The Three Virtues of a GREAT Programmer

According to Larry Wall, the original author of the Perl programming language, there are three great virtues of a programmer; Laziness, Impatience and Hubris.

@bodil The "it's a tool and you just have to check its output" argument enfuriates me like little else does.

Nobody ever fucking does that. People don't even take reviews of real code seriously, and I call bullshit on every sloperator who claims to have read and understood the output of their oversized autocomplete engine.

And don't get me started on the asshats who also let the slopthing write their docs. Or their business emails. Or anything else, really.

@bodil
It does seem to work though? A lot of users think that their product is good, or even the best, and that it keeps improving.

It may be built from bubblegum and clotheshangers, but apparently that works just as well as good engineering.

At least in short run. It may give them headaches in the long run. But a company like anthropic will be ecstatically happy if they make it to the long run at all.

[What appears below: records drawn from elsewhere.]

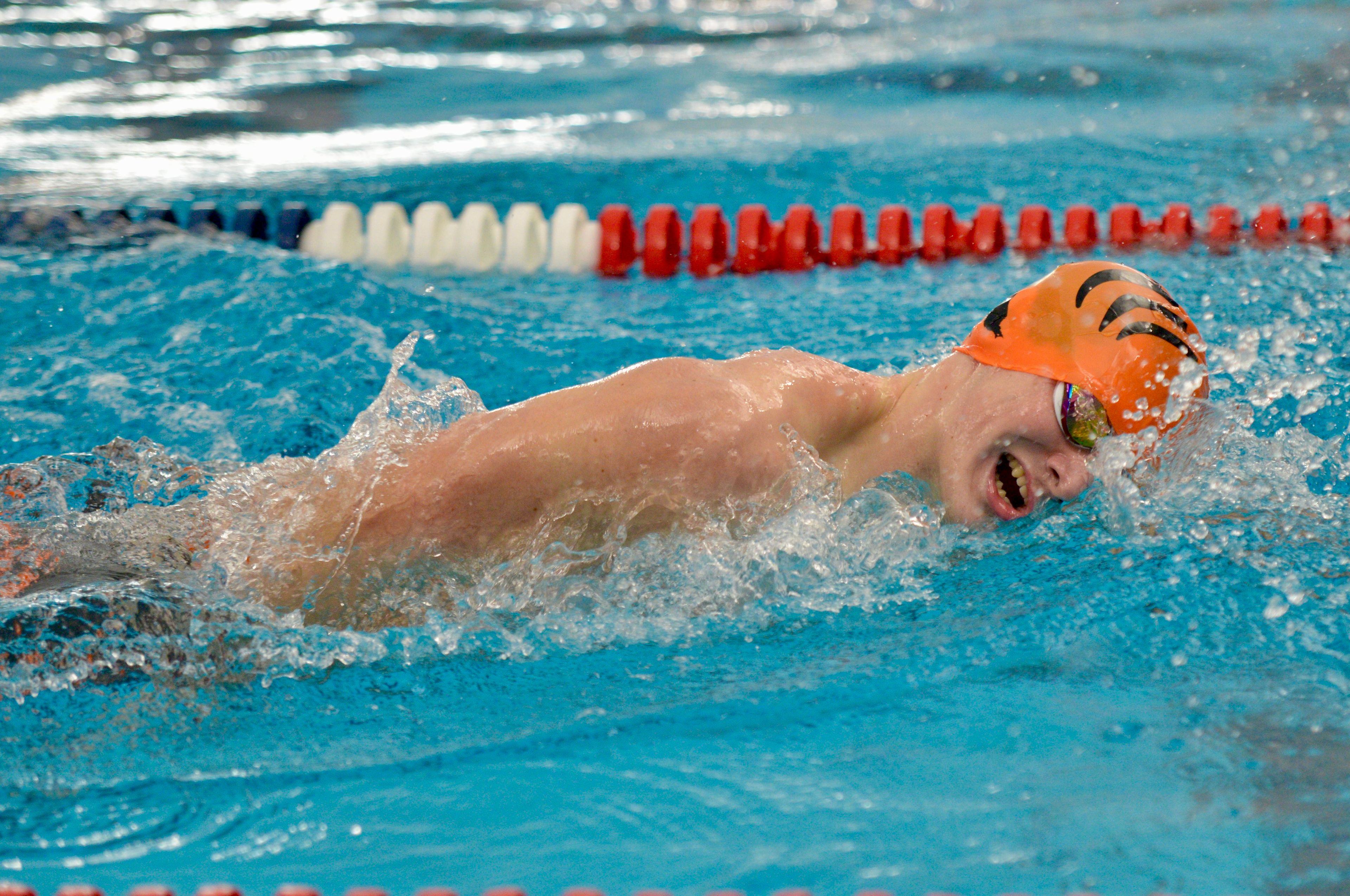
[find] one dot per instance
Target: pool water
(1145, 690)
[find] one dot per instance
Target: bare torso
(655, 446)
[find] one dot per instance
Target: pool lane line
(613, 245)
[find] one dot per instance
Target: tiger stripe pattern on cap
(1099, 326)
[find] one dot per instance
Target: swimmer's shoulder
(801, 365)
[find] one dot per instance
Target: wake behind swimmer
(999, 426)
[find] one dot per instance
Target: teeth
(1020, 474)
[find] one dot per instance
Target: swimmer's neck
(905, 435)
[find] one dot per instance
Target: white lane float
(434, 235)
(337, 235)
(388, 234)
(478, 239)
(574, 241)
(526, 238)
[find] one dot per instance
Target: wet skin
(669, 439)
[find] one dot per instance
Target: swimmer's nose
(1067, 475)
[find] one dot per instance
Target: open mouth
(1010, 481)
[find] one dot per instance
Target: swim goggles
(1082, 416)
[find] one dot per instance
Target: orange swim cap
(1099, 326)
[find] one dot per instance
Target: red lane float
(1178, 227)
(708, 241)
(848, 236)
(941, 238)
(1126, 226)
(989, 234)
(1317, 225)
(801, 239)
(1269, 226)
(754, 241)
(1035, 230)
(894, 235)
(1080, 231)
(617, 242)
(663, 236)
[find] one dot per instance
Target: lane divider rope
(10, 888)
(613, 244)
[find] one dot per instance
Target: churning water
(1144, 689)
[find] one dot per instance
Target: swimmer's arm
(692, 430)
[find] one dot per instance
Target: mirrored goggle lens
(1083, 417)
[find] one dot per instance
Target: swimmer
(998, 427)
(1002, 424)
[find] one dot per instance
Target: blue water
(1145, 690)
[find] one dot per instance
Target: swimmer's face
(1002, 448)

@bodil I use claude for programming and it takes a couple of iterations to get good code.

This versus "lets just ship it" approach. It's the same copied-from-stackoverflow quality you previously got from some offshore teams. Passes functional requirements = done.

@bodil I never use these tools, but yesterday I was using libcbor for the first time and decided giving chatgpt a try to generate a small snippet to decode a simple structure. It introduced two memory leaks (didn't call cbor_decref() on extra references it created). Told it if it shouldn't be calling cbor_decref() on those, and it confidently said you must not because those references were borrowed (wrong, and the documentation states clearly they aren't 🤷‍♂️).